The social media conglomerate is on its way to a major breakthrough as its AI-based systems can now learn new languages without human transcriptions, saving hours and hours of monotonous work. In conventional systems, humans had to transcribe each data set and repeat the same for every language. Whereas, now with the company’s latest ‘unsupervised’ system, it learns completely from raw human speech audio to give the system, a better sense of how human communication actually sounds like, according to a report by Engadget.

This means that Facebook has created a Speech Recognition system that no longer required any annotated data sets in order to understand and process speech.

This is a major breakthrough but it will still take certain refinements before its hits to user’s use. Facebook says that its unsupervised speech recognition system is as good as its supervised speech recognition systems from a few years ago and with time, unsupervised would transition into the primary speech recognition technology.

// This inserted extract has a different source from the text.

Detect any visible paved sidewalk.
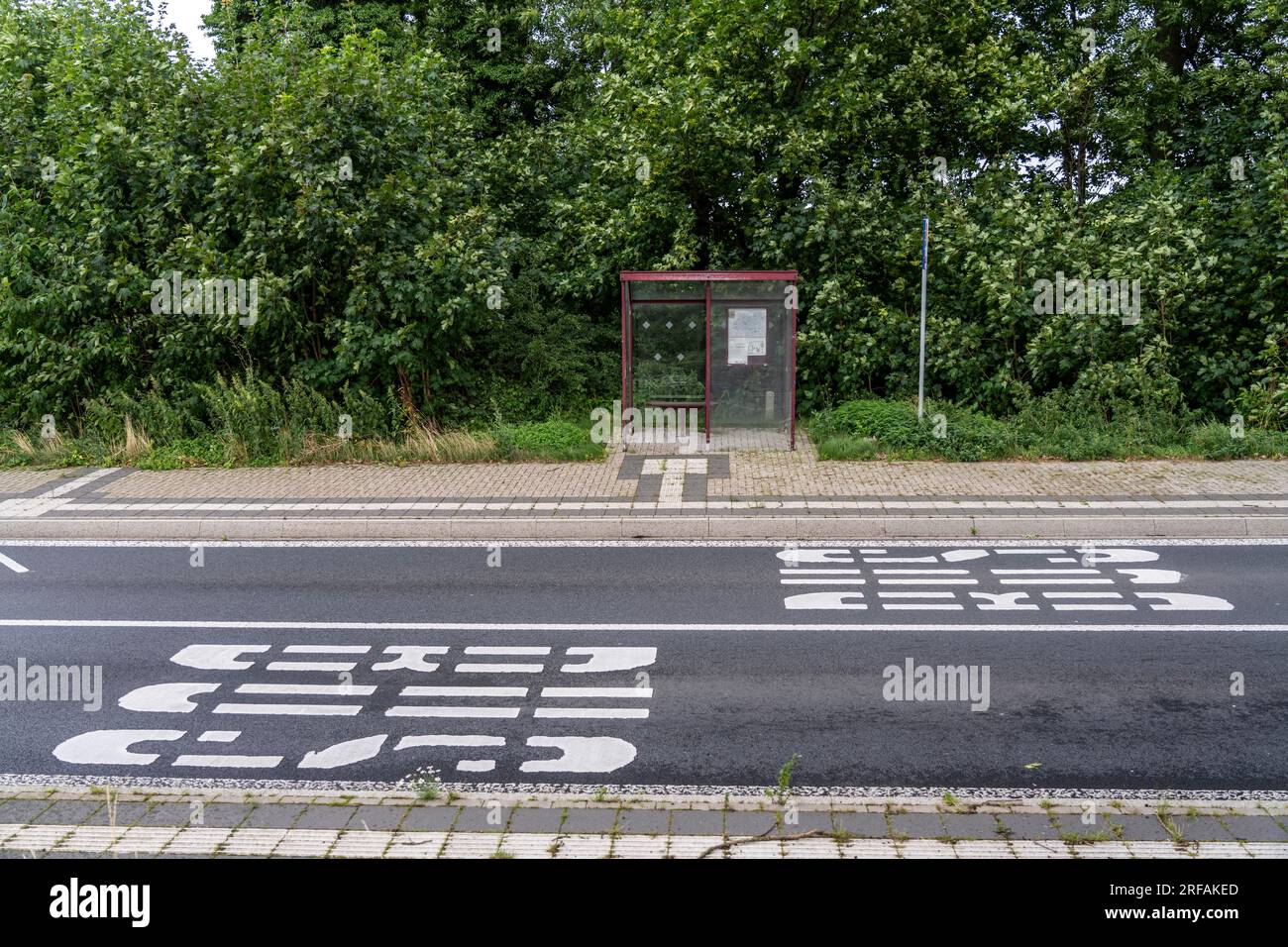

In due course of time, Facebook’s ‘unsupervised’ speech recognition system will learn more languages and dialects directly through human communication without any human transcription.

According to a report by Engadget, the social media conglomerate also tested its ‘unsupervised’ Speech recognition system on Swahili, Kyrgyz, a language spoken in Kyrgyzstan. The test model was known as “Wav2vec-U.” The company’s tests showed that its ‘unsupervised’ Wav2vec-U model delivered up to 63% fewer errors.

For all technology enthusiasts, Facebook has also shared the code for its test model on Github aiming to accelerate the development of this technology.

The new era of Speech Recognition is on its way and it is fairly critical to Facebook that it comes through with this technology in order to connect over 2.85 billion people from outside of America.